By MICHAEL COLEMAN Journal Washington Bureau
WASHINGTON — The wind and solar energy industries lost another battle on Capitol Hill on Tuesday when Republicans blocked a vote on a Senate bill to extend their tax breaks.
The vote to take up the bill failed for the second time in a week, this time on a 52-44 vote.
Democrats couldn’t get the 60 votes needed to cut off debate and move to a vote on the bill, which contains almost $18 billion in renewable energy incentives, including investment and production tax credits for solar and wind energy companies.
The credits expire Dec. 31 and industry officials — especially in the solar industry — contend that allowing the credits to lapse will cripple their growth and cost thousands of jobs.
A spokesman for German-based Schott Solar, which broke ground on a 200,000-square-foot manufacturing plant in New Mexico in March, said the first phase of the firm’s project is safe. But without the investment tax credit, expansion is in jeopardy.

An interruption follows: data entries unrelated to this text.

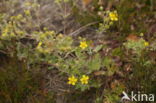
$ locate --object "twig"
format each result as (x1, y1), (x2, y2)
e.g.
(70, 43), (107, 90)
(69, 22), (98, 36)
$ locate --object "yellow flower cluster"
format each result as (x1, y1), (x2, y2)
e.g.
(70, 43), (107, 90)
(68, 75), (89, 85)
(80, 75), (89, 84)
(109, 11), (118, 21)
(68, 76), (78, 85)
(80, 41), (88, 49)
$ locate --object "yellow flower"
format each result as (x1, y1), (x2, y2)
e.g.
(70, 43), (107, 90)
(68, 76), (77, 85)
(24, 10), (30, 15)
(109, 11), (118, 21)
(80, 75), (89, 84)
(80, 41), (88, 49)
(144, 41), (149, 46)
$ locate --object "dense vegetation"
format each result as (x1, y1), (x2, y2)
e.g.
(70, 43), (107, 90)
(0, 0), (156, 103)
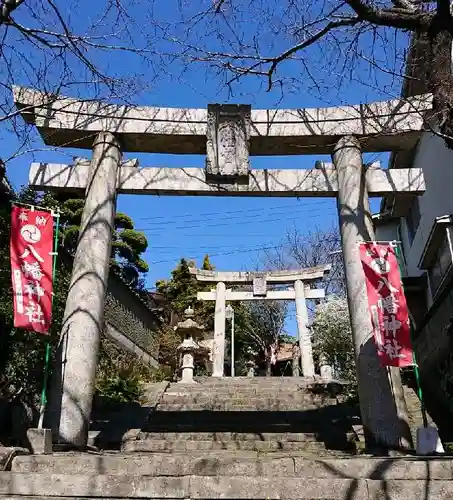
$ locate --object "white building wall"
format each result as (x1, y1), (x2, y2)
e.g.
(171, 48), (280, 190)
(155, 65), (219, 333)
(405, 132), (453, 276)
(376, 224), (398, 245)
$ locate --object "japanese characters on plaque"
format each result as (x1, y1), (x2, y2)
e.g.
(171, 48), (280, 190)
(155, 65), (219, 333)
(10, 206), (53, 333)
(360, 243), (413, 367)
(253, 273), (267, 297)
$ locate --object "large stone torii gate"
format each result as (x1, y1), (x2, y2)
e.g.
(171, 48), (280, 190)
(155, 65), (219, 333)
(190, 265), (331, 377)
(14, 87), (432, 446)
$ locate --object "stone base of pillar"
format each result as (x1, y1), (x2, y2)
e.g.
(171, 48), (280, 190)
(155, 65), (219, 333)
(246, 361), (256, 377)
(27, 429), (52, 455)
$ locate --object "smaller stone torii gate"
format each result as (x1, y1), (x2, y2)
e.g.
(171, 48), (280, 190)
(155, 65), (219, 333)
(14, 87), (432, 446)
(190, 265), (331, 377)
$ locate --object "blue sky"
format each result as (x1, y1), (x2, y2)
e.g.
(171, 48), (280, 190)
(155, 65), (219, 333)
(0, 0), (406, 333)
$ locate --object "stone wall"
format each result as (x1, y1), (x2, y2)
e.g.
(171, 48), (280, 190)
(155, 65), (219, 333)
(414, 282), (453, 442)
(105, 272), (159, 366)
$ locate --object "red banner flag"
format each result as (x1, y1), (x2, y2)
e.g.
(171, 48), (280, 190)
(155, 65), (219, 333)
(360, 243), (413, 367)
(10, 206), (53, 333)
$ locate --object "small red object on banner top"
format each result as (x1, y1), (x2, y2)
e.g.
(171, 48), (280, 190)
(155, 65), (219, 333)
(360, 242), (413, 367)
(10, 206), (53, 333)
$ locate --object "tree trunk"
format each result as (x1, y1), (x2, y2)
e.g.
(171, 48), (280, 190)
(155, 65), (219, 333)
(427, 15), (453, 149)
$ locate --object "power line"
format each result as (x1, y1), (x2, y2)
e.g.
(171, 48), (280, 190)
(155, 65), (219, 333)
(150, 245), (279, 264)
(133, 208), (332, 226)
(138, 200), (329, 220)
(136, 209), (335, 234)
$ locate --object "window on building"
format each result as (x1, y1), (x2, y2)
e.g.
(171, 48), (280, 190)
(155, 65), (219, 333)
(428, 231), (452, 296)
(406, 196), (420, 245)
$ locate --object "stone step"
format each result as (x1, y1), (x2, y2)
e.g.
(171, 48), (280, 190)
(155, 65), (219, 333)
(156, 400), (336, 412)
(0, 472), (453, 500)
(121, 439), (342, 453)
(160, 392), (337, 405)
(12, 452), (453, 480)
(142, 411), (358, 434)
(127, 432), (318, 442)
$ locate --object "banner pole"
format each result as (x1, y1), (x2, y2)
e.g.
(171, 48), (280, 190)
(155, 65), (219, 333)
(38, 210), (60, 429)
(392, 241), (428, 428)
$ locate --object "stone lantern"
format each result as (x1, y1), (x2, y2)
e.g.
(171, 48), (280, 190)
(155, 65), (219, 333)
(175, 307), (203, 384)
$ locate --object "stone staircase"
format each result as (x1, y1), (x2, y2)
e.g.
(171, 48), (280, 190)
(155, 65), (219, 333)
(122, 377), (357, 455)
(0, 378), (453, 500)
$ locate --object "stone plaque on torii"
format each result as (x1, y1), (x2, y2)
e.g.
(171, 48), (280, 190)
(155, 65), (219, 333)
(14, 87), (432, 446)
(189, 265), (331, 377)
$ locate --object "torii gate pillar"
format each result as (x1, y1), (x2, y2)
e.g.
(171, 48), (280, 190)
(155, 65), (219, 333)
(52, 132), (121, 447)
(333, 137), (412, 448)
(294, 280), (315, 377)
(212, 282), (226, 377)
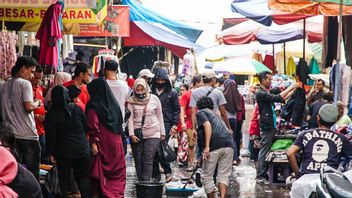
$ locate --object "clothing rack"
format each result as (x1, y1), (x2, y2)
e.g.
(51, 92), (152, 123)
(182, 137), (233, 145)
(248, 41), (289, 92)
(1, 17), (7, 32)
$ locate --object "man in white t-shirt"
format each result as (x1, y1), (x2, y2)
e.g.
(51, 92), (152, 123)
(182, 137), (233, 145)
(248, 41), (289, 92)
(104, 60), (130, 152)
(1, 56), (41, 181)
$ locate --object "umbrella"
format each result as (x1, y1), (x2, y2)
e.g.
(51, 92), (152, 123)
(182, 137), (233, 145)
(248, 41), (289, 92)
(231, 0), (310, 26)
(213, 58), (272, 75)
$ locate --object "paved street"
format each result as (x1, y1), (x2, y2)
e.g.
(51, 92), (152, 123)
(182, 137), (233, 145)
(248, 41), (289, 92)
(125, 149), (290, 198)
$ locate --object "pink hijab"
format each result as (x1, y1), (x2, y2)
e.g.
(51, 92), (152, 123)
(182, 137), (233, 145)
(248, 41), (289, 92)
(0, 146), (18, 198)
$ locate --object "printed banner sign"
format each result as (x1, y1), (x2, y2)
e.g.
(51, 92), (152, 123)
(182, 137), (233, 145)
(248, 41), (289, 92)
(79, 6), (130, 37)
(0, 0), (91, 8)
(0, 6), (107, 23)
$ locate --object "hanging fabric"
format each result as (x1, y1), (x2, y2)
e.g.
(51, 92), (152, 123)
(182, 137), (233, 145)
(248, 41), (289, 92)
(263, 55), (275, 73)
(308, 57), (320, 86)
(0, 29), (18, 79)
(286, 56), (296, 76)
(36, 2), (64, 72)
(296, 58), (309, 85)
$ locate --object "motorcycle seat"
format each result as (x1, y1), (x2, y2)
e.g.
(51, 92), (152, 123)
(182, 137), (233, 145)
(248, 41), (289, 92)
(325, 173), (352, 198)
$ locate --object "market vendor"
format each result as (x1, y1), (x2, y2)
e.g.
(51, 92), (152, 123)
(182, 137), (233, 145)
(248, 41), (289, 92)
(256, 71), (299, 184)
(287, 104), (352, 197)
(307, 79), (325, 106)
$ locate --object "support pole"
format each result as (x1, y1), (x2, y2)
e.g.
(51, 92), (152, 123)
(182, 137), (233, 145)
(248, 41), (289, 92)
(302, 19), (306, 60)
(284, 42), (286, 74)
(334, 0), (343, 105)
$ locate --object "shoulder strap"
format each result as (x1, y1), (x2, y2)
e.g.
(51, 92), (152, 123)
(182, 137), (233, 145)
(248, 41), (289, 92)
(141, 101), (149, 128)
(205, 88), (214, 97)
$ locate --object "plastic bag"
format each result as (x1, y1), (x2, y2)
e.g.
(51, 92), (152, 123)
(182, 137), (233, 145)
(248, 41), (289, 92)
(270, 139), (293, 151)
(158, 141), (177, 162)
(45, 165), (61, 195)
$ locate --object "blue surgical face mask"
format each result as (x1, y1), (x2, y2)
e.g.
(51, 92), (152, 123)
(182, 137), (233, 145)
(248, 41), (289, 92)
(134, 92), (147, 100)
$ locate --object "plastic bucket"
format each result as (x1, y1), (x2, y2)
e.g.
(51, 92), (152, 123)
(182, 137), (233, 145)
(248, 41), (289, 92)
(135, 181), (164, 198)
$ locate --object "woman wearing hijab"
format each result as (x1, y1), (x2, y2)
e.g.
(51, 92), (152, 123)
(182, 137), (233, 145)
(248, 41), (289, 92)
(223, 79), (243, 165)
(86, 78), (126, 197)
(44, 85), (90, 197)
(127, 78), (165, 181)
(45, 72), (72, 107)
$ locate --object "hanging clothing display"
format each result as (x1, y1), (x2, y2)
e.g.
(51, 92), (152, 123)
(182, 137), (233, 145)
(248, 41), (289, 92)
(296, 58), (309, 85)
(252, 53), (263, 63)
(286, 57), (296, 76)
(92, 50), (119, 77)
(36, 2), (64, 69)
(0, 30), (18, 79)
(308, 57), (320, 86)
(263, 55), (275, 73)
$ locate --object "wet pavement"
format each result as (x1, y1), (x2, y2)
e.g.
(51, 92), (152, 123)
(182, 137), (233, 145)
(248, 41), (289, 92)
(125, 148), (290, 198)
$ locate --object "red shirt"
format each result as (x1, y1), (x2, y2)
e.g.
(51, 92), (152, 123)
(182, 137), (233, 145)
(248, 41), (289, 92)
(179, 90), (193, 129)
(249, 104), (260, 136)
(33, 86), (46, 136)
(64, 80), (89, 105)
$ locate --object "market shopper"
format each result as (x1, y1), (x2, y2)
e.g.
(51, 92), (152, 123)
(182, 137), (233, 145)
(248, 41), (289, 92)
(151, 69), (180, 182)
(45, 72), (72, 109)
(223, 79), (245, 165)
(31, 66), (48, 163)
(64, 62), (91, 105)
(104, 60), (134, 154)
(45, 85), (90, 197)
(197, 97), (234, 198)
(189, 70), (232, 135)
(256, 71), (299, 184)
(180, 76), (203, 170)
(307, 79), (325, 106)
(1, 56), (41, 181)
(86, 78), (126, 197)
(127, 78), (165, 181)
(287, 104), (352, 198)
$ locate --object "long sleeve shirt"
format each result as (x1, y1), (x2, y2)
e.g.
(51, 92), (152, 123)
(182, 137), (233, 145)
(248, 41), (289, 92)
(127, 95), (165, 139)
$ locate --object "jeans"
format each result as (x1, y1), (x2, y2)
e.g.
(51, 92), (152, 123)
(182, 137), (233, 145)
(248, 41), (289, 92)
(57, 157), (90, 198)
(153, 123), (172, 175)
(202, 147), (233, 193)
(16, 139), (40, 181)
(229, 118), (239, 160)
(131, 138), (160, 181)
(258, 129), (275, 179)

“We have plans for expansion,” Alex Marker said. “This will certainly delay them.”
Republicans, including Sen. Pete Domenici, R-N.M., moved to prevent a vote on the tax bill, arguing that tax breaks should not be offset by what they described as tax increases on other industries.
Domenici said he supports the solar and wind energy tax breaks. But he argued they should not be contingent on imposing other taxes, because the clean energy incentives will create jobs and stimulate the economy, effectively paying for themselves.

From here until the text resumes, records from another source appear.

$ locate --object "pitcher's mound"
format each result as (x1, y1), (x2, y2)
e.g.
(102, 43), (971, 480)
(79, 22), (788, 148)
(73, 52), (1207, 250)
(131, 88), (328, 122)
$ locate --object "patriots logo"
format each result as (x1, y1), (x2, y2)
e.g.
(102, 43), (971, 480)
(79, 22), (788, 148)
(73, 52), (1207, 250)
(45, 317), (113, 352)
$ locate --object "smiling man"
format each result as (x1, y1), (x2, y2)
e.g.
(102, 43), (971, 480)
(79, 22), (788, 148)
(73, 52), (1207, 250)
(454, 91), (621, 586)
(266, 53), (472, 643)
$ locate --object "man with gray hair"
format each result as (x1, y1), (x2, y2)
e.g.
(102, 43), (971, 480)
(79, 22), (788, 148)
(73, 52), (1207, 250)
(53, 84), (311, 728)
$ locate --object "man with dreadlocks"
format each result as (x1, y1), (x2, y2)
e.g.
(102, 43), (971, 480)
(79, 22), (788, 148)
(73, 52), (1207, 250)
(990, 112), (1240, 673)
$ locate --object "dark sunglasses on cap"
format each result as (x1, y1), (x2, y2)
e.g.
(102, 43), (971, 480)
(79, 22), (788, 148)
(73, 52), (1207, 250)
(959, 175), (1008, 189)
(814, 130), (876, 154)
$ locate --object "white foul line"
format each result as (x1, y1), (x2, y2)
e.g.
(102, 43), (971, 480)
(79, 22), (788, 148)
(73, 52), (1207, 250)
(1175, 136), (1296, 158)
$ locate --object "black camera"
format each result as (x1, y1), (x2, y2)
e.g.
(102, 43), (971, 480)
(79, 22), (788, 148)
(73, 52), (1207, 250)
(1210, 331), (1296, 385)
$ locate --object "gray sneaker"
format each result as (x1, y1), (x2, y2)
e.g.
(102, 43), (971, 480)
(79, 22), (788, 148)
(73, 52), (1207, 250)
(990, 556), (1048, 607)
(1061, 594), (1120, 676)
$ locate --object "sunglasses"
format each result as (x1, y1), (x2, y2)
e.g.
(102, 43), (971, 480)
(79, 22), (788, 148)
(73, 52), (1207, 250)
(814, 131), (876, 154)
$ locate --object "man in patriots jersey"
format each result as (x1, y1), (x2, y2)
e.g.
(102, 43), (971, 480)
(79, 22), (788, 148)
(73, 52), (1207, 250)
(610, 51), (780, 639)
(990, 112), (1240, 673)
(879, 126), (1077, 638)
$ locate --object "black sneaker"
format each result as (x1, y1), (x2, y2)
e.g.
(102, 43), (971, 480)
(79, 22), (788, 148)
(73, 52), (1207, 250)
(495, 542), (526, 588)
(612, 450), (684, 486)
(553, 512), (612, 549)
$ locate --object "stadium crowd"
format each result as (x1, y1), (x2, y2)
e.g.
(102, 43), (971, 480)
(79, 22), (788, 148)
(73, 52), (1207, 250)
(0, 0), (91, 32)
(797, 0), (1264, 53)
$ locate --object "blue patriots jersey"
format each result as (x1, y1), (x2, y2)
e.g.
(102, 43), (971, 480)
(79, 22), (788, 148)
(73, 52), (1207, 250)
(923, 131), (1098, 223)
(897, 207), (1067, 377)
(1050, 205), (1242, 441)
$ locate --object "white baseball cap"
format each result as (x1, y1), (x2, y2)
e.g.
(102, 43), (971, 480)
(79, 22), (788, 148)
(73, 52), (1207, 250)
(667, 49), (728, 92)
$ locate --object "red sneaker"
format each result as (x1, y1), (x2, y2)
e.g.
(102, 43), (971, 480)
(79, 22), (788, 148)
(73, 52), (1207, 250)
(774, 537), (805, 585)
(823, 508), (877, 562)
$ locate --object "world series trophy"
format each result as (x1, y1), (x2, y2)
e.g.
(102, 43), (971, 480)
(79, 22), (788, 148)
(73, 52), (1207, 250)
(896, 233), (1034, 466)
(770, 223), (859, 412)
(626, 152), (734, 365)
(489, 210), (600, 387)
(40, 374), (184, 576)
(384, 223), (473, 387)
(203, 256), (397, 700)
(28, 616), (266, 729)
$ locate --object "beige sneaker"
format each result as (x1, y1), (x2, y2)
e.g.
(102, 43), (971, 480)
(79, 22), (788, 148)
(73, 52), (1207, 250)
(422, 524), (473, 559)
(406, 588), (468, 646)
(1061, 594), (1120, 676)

“They will create jobs immediately — you don’t have to look for tax offsets every time,” Domenici told the Journal. “I don’t think we will ever pass this package of taxes as long as the Democrats insist that we place a tax on someone or some business.”
Democrats proposed to raise about $54 billion by closing what they described as a tax loophole that allows hedge fund managers and others to defer some overseas profits, and by delaying a tax break that multi-national corporations are expected to receive in the future.
Democrats, including Sen. Jeff Bingaman of New Mexico, who chairs the Senate Energy and Natural Resources Committee, contend the renewable tax credits, part of a larger tax package, should be paid for.
A Democratic effort to pay for the clean energy tax breaks by repealing about $18 billion in tax breaks for the biggest oil companies also was blocked by Republicans this year.
Bingaman said he would vote to extend the clean energy tax breaks with or without recovering the revenue elsewhere in the budget. But he said the current Congress pledged to balance its budgets, and the bill Tuesday was an effort to do that.
“I thought the proposal was imminently reasonable,” said Bingaman, who voted to move the bill to a final vote Tuesday. “The responsible thing to do is make up the revenue somewhere else.”
Domenici said the bill contained other provisions unpalatable to Republicans, including $1.6 billion to allow trial lawyers to claim tax credits for contingency fees.